Friday, August 29, 2008

Palin in Perspective


The selection of Alaska Governor Sarah Palin as the Republican nominee for Vice President brings the first real executive experience to either national ticket.

I first raised this issue during my book tour in March. I was worried that the compressed primary schedule pushed most of the presidential campaign into 2007. This gave “home field advantage” to the Washington elites. The 2007 race for media attention and money was the domain of lobbyists and special interests. The result was three Senators becoming the front-runners – Clinton, McCain and Obama.

Senators are the ultimate Washington insiders. They are all millionaires. Their primary goal is to produce volumes of media releases and rhetoric. Their $2 million operating budgets and 20-35 staffers are managed by a chief of staff with fully delegated powers. It is rare for a Senator, from either party to have any executive experience. The last all-Senate ticket was Kennedy-Johnson, who ushered in one of the most turbulent and tragic decades in America history (only surpassed by the Civil War and Depression eras).
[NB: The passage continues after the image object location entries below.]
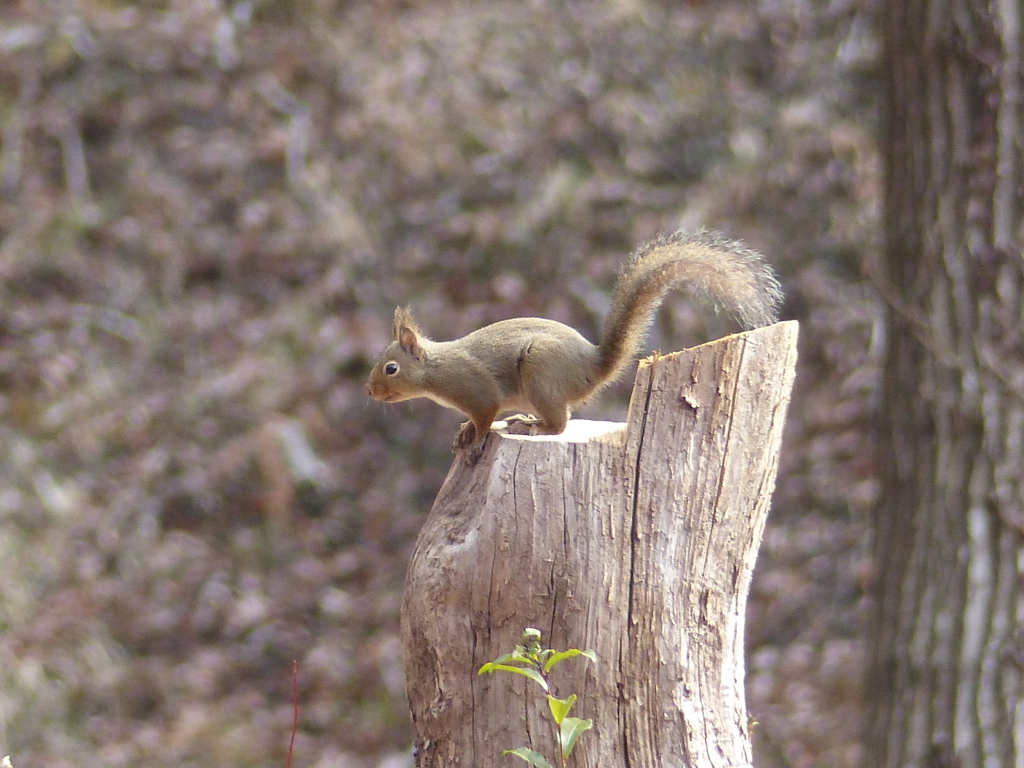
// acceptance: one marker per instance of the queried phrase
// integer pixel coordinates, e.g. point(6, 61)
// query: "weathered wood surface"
point(635, 540)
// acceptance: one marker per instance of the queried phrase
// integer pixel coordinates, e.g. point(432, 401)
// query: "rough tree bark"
point(636, 541)
point(946, 647)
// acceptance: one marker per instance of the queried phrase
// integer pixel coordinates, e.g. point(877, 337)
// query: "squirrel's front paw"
point(520, 424)
point(466, 439)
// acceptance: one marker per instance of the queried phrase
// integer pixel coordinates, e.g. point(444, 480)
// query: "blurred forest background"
point(209, 210)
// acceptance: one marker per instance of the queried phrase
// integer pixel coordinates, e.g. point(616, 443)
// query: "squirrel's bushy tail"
point(708, 264)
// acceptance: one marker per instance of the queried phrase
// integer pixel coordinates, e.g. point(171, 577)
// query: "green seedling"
point(535, 663)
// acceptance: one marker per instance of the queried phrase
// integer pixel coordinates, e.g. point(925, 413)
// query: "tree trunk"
point(636, 541)
point(946, 648)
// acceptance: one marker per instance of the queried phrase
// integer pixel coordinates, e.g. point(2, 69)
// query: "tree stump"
point(637, 541)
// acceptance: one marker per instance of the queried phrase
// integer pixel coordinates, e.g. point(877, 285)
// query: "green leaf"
point(569, 732)
point(563, 654)
point(513, 657)
point(560, 707)
point(534, 758)
point(524, 671)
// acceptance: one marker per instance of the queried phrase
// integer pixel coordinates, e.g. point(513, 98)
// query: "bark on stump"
point(635, 540)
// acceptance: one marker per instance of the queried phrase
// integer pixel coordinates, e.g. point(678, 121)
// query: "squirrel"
point(542, 367)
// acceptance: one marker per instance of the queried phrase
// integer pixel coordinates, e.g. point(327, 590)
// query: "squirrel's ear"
point(406, 332)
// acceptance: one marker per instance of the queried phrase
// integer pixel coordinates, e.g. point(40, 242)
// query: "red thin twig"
point(295, 721)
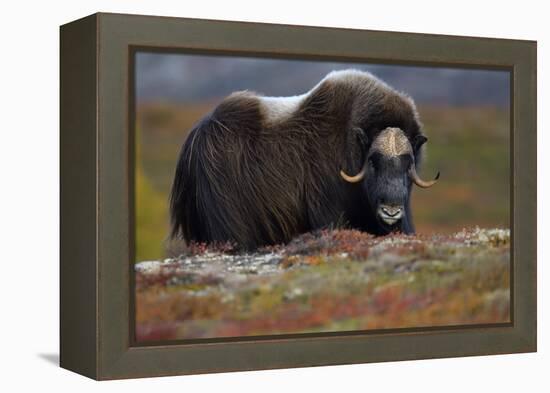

America now has hope. Governor Palin is a chief executive officer who leads 15,000 state employees, and oversees a $1.5 billion budget. This means she spends her days making real decisions that impact the daily lives of Alaskans. This is the real world, not the surreal one of Washington power players chronicled in my book “Naked Emperors”.

Palin is a real reformer with real results. She is all about taking tangible actions to clean-up government and make it more efficient. In every elected office, she has led successful change efforts to reduce waste, help whistle-blowers, and fight corruption.

Washington, DC is long over-do for a major overhaul. This is why “change” has become an overused slogan during this campaign cycle. In most cases, this is just empty rhetoric. Obama and Biden mouth great platitudes about change, but never did it. McCain has led legislative change, but has not been in a position to implement it. Palin is the “real deal”.